La Grande Bretagne bat au rythme de la Commission Leveson, initiée en réponse au scandale de l'écoute téléphonique imputé à News of the World et à l'empire de Rupert Murdoch.

Plus de 6 millions de Nigériens, soit le tiers de la population du pays, souffrent d'une famine dont on peine à voir la fin.

L'actuel président américain a donné un appui historique au mariage de conjoints de même sexe.

Des secousses sismiques n'ont de cesse depuis 10 jours dans le nord de l'Italie.

Manifestement, la planète nous offre suffisamment de dossiers à couvrir pour alimenter toutes les chaînes de nouvelles en continu, et pour faire voyager le contenu de nos fils twitter pendant plus des 24 heures que dure chaque journée.

Mais au Québec, nous sommes tellement occupés à nous écouter jouer de la casserole que nous n'avons plus d'oreille pour ce qui se passe hors du trajet de la #manifencours, que l'on peut allègrement suivre en direct au petit écran, sur le web ou à la radio.
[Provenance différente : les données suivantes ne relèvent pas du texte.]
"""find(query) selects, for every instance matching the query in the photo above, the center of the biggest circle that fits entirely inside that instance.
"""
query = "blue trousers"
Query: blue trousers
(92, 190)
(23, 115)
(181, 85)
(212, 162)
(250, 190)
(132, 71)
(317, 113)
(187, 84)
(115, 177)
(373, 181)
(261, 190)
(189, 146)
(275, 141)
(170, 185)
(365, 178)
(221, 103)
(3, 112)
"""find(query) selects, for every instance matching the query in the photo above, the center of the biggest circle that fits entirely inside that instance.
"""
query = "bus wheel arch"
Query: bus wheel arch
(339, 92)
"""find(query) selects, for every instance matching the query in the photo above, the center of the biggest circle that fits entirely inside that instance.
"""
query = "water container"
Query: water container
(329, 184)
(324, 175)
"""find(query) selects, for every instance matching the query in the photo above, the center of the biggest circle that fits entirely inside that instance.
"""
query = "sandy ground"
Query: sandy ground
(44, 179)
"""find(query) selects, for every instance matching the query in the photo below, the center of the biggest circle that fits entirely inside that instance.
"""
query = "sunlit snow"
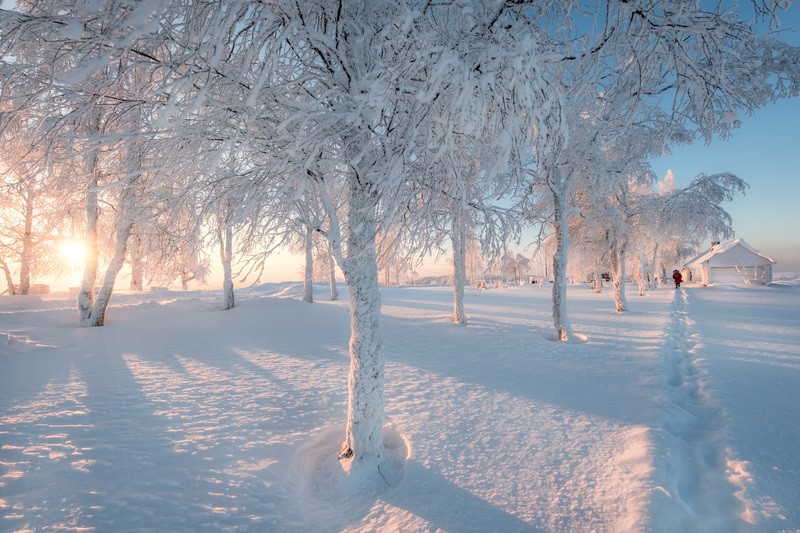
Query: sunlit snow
(679, 415)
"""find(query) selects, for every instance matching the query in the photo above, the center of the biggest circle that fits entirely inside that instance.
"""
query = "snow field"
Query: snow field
(177, 417)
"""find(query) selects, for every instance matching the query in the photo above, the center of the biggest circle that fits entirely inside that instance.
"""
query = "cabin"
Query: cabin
(734, 262)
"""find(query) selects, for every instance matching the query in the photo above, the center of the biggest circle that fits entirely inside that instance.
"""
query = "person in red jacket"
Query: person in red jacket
(676, 275)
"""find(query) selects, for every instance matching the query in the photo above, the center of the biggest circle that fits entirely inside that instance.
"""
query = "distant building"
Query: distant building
(734, 262)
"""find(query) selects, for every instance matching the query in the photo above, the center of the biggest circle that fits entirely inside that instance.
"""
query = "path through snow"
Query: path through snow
(692, 458)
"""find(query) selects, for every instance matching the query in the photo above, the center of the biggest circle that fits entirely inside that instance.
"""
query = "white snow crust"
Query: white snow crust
(680, 415)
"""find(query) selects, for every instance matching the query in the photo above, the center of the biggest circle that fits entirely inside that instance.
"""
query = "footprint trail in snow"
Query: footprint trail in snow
(700, 496)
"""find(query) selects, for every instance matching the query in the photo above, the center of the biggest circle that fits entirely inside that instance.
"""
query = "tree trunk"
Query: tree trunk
(642, 274)
(656, 281)
(618, 276)
(27, 248)
(560, 319)
(308, 280)
(226, 255)
(97, 314)
(459, 238)
(186, 277)
(86, 293)
(9, 280)
(137, 265)
(364, 433)
(332, 278)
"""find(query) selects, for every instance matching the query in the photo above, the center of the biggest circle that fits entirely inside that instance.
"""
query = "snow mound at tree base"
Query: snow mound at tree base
(328, 485)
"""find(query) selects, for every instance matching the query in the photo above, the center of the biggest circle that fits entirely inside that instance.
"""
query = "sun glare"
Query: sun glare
(73, 252)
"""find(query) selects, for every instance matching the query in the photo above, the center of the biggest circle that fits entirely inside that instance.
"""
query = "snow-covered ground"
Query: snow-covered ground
(681, 415)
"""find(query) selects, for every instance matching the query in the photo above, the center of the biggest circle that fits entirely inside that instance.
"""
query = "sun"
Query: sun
(73, 252)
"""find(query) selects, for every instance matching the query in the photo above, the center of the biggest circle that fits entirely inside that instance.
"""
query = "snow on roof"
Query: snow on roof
(724, 247)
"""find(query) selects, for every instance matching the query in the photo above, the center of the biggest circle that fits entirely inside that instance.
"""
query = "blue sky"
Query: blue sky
(765, 152)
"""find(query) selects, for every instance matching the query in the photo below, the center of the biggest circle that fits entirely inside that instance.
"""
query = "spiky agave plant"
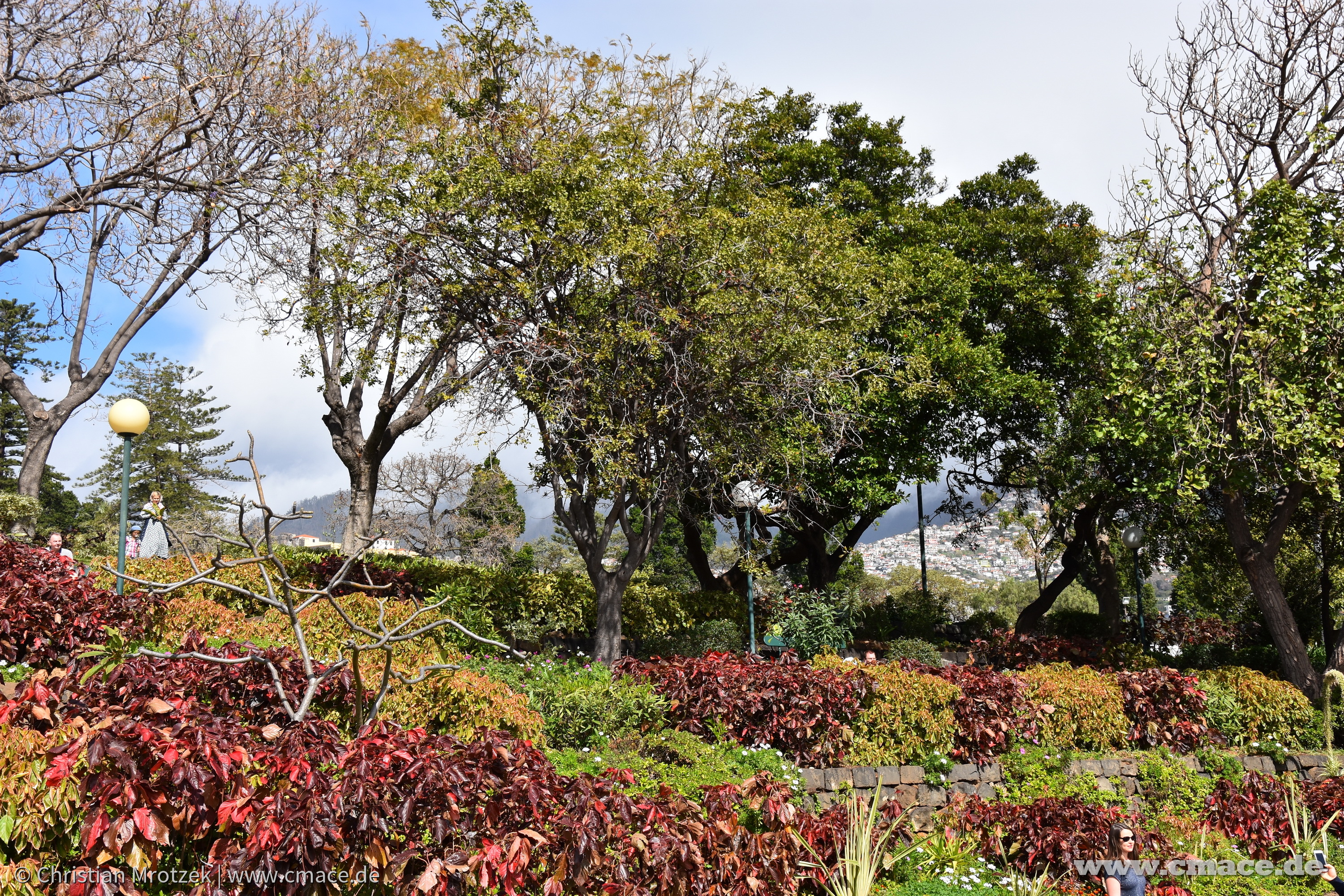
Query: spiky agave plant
(865, 851)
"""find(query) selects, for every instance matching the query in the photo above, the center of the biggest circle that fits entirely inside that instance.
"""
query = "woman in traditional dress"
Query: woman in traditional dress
(155, 544)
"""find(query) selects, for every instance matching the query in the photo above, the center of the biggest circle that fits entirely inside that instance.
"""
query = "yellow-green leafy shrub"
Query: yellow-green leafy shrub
(178, 569)
(909, 716)
(205, 617)
(1266, 708)
(460, 702)
(1081, 708)
(37, 821)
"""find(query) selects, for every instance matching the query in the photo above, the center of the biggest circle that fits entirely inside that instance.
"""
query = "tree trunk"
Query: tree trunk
(607, 642)
(1257, 562)
(1107, 586)
(1072, 562)
(37, 449)
(1327, 587)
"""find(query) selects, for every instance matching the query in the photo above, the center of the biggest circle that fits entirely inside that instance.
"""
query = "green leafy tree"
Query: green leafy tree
(490, 519)
(991, 349)
(1228, 358)
(1248, 400)
(21, 335)
(179, 453)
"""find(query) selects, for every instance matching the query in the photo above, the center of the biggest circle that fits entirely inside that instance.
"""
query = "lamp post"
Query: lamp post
(128, 418)
(746, 497)
(924, 566)
(1133, 539)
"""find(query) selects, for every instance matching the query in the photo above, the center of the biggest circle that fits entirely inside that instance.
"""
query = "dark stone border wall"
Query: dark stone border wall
(906, 784)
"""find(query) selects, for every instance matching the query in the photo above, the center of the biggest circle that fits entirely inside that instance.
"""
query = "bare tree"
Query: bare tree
(185, 140)
(350, 269)
(292, 599)
(1250, 95)
(420, 499)
(73, 101)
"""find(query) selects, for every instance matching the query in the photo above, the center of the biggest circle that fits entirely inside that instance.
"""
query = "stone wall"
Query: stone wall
(906, 784)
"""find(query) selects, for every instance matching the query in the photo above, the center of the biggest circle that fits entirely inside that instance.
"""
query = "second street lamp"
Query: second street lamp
(746, 497)
(1133, 539)
(128, 418)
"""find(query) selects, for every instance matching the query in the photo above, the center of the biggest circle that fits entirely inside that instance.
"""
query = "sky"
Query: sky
(976, 81)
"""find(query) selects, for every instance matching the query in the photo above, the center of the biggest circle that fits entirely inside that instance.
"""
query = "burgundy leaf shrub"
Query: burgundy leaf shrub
(47, 614)
(1185, 630)
(1326, 797)
(1007, 649)
(1049, 833)
(1252, 813)
(182, 769)
(1166, 710)
(242, 694)
(801, 711)
(994, 707)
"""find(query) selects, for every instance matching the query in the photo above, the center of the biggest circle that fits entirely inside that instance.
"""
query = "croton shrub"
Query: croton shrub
(791, 706)
(168, 782)
(47, 613)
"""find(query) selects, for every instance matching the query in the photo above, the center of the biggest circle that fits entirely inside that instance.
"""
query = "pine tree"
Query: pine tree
(174, 456)
(21, 334)
(490, 517)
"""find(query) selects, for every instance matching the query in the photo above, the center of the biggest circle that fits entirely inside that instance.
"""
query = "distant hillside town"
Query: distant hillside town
(991, 556)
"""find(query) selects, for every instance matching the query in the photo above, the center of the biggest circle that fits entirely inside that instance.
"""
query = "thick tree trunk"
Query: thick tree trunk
(1072, 562)
(611, 590)
(1111, 602)
(363, 491)
(1257, 562)
(1327, 589)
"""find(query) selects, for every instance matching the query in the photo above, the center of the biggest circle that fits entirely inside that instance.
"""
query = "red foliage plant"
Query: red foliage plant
(992, 708)
(1185, 630)
(1252, 813)
(789, 706)
(47, 614)
(1049, 833)
(182, 770)
(1166, 710)
(1012, 650)
(398, 581)
(1324, 798)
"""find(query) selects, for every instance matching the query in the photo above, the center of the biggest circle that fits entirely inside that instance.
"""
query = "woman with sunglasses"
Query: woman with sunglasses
(1123, 847)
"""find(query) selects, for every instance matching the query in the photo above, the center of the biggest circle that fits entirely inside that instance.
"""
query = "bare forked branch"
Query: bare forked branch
(284, 595)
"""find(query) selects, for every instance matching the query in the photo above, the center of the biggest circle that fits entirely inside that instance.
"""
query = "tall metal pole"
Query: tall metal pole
(750, 595)
(924, 566)
(1139, 599)
(125, 500)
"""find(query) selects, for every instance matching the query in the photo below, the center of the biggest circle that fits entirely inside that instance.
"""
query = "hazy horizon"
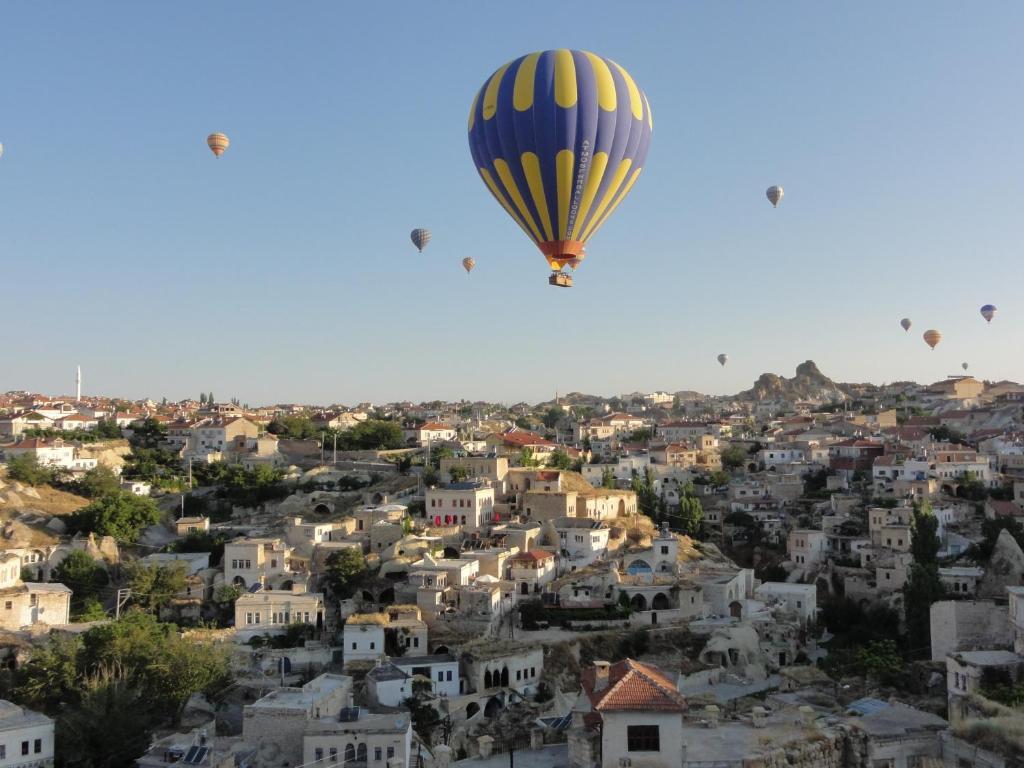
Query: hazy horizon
(283, 271)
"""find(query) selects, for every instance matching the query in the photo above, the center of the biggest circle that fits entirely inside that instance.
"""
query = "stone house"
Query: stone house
(628, 714)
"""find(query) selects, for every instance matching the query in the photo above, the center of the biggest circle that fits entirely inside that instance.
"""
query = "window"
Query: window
(642, 738)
Nous jetons certes un oeil sur la scène internationale, mais c'est de plus en plus afin de questionner la façon dont les médias étrangers couvrent nos manifestations...

Évidemment, les débats qui ont cours ici sont cruciaux, fondamentaux, et il est nécessaire que l'on y accorde une attention soutenue, rigoureuse, équilibrée et honnête. Il est d'ailleurs souhaitable -- voire essentiel -- que tous les citoyens disposent des éléments d'information nécessaires à prendre part au débat public qui anime nos rues depuis plus d'une centaine de jours et à réfléchir à l'avenir de notre système d'éducation postsecondaire. Il est heureusement possible d'y parvenir sans pour autant évincer de nos discussions tous les autres enjeux qui caractérisent les profondes transformations, les crises majeures et les tragédies qui frappent les autres sociétés.

Je n'aime pas l'expression « Quand on se compare on se console », parce que je suis fondamentalement convaincue que la consolation est un bien piètre objectif, et qu'une société qui se respecte doit viser l'excellence et non chercher à éviter la relative médiocrité. Ceci étant, un regard -- même furtif -- sur d'autres régions du globe permet de mieux saisir la mesure de ce à quoi peuvent ressembler des démocraties menacées. C'est d'ailleurs la fantastique opportunité qui nous a été offerte par l'avènement des nouvelles technologies; celle de pouvoir nous intéresser en temps réel à ce qui se passe par-delà nos frontières, sans ignorer le parc Émilie-Gamelin, mais sans nous y limiter.